Recevoir une publicité pour un restaurant à quelques rues de chez soi, voir les horaires du magasin le plus proche ou bénéficier d’une livraison adaptée à son quartier : ces expériences reposent souvent sur le geotargeting. Derrière ce terme un peu technique se cache une idée très concrète : tenir compte du lieu pour rendre un message plus utile. Mais le geotargeting ne doit pas être confondu avec le geomarketing, une démarche bien plus large qui aide les entreprises à comprendre un territoire, à choisir une implantation ou à évaluer leur clientèle potentielle. Voici comment distinguer ces deux approches, les utiliser avec discernement et éviter l’effet « publicité qui vous suit partout ».
Geotargeting : une définition simple
Le geotargeting, ou ciblage géographique, consiste à diffuser, afficher ou adapter un contenu selon la localisation géographique d’une audience. Cette localisation peut être très large (un pays), intermédiaire (une région, une ville, un code postal) ou très précise (un rayon autour d’un point donné), selon les données disponibles, les réglages choisis et le niveau de consentement requis.
Il s’applique notamment à la publicité en ligne, aux moteurs de recherche, aux réseaux sociaux, aux applications mobiles, aux e-mails et aux sites web. Une marque peut, par exemple :
- montrer une campagne uniquement aux personnes situées dans une zone où elle livre ;
- afficher un magasin, un numéro de téléphone ou des horaires différents selon la ville ;
- promouvoir un atelier, un pop-up ou une offre valable dans un centre commercial donné ;
- exclure une région déjà saturée de demandes ou non couverte par le service ;
- adapter la langue, la devise, les frais de port ou les produits mis en avant à un marché local.
Le principe est donc moins de « pister » une personne que de faire correspondre une communication à un contexte local. Bien utilisé, il évite les messages inutiles : inutile de promouvoir une prestation à domicile à 150 kilomètres de sa zone d’intervention.
Quelles données permettent de localiser une audience ?
Selon le canal, la localisation peut être estimée ou déclarée de plusieurs manières. Leur précision n’est ni identique ni absolue.
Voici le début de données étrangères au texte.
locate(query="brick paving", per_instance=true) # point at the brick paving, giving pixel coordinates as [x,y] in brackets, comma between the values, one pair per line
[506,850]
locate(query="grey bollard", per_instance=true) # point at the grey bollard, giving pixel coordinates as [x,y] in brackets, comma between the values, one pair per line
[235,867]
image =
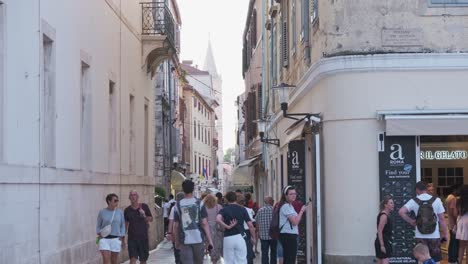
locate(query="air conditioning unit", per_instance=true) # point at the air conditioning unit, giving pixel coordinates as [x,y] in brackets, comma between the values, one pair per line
[268,24]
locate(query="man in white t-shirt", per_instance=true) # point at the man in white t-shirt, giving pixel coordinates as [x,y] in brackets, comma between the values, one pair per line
[166,209]
[434,239]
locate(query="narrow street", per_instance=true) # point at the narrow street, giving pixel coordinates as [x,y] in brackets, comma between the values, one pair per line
[164,254]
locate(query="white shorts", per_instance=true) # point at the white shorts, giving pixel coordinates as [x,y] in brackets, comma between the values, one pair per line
[111,244]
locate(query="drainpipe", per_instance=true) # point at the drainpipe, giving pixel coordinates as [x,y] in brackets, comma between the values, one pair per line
[264,83]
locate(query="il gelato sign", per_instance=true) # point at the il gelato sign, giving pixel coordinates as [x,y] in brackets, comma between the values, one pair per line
[444,155]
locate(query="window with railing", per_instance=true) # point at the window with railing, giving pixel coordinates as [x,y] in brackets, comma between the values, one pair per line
[157,20]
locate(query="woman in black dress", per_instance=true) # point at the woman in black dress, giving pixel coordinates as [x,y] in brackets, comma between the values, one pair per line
[383,244]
| Source de localisation | Niveau de précision habituel | Exemple d’usage | Point de vigilance |
|---|---|---|---|
| Adresse IP | Pays, région ou ville estimée | Adapter un site à un marché national | Peut être imprécise, notamment avec un VPN ou un réseau d’entreprise |
| Adresse renseignée | Très précise si elle est à jour | Zone de livraison, magasin de référence | Ne pas utiliser à d’autres fins sans information appropriée |
| GPS d’un smartphone | Fine, parfois à quelques mètres | Application de mobilité, offre à proximité | Particulièrement sensible : autorisation et transparence renforcées |
| Zone administrative ou code postal | Intermédiaire | Campagne locale ou analyse par quartier | Les limites administratives ne reflètent pas toujours les déplacements réels |
| Rayon autour d’un lieu | Paramétrable | Inauguration d’une boutique ou événement | Un rayon à vol d’oiseau ignore parfois routes, fleuves et habitudes de circulation |
💡 Le bon niveau de précision est celui qui sert vraiment votre cliente
Pour annoncer une livraison dans une agglomération, cibler un code postal ou une ville suffit souvent. La géolocalisation GPS très fine ne devrait jamais être un réflexe marketing : elle doit répondre à un besoin clair, compréhensible et proportionné.
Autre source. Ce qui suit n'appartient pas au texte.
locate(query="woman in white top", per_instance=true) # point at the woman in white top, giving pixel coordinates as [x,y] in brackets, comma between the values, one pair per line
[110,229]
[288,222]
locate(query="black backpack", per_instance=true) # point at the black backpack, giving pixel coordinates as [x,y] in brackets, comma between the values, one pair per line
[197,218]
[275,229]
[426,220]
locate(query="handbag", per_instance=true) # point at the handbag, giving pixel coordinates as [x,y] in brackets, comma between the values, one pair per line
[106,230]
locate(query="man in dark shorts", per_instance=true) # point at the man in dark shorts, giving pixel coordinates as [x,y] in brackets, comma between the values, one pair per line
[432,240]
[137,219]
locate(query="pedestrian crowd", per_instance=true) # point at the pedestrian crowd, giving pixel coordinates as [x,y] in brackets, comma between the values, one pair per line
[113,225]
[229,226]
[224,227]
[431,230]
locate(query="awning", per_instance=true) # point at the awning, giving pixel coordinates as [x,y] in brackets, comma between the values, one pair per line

Geomarketing : l’analyse du territoire au service de la stratégie
Le geomarketing désigne l’utilisation de données géographiques, démographiques, commerciales et comportementales agrégées pour prendre de meilleures décisions marketing et opérationnelles. Il ne se limite pas à l’achat publicitaire. Il sert à cartographier une zone de chalandise, à choisir où ouvrir un point de vente, à organiser des tournées de livraison, à repérer des bassins de clientèle ou à comparer le potentiel de plusieurs quartiers.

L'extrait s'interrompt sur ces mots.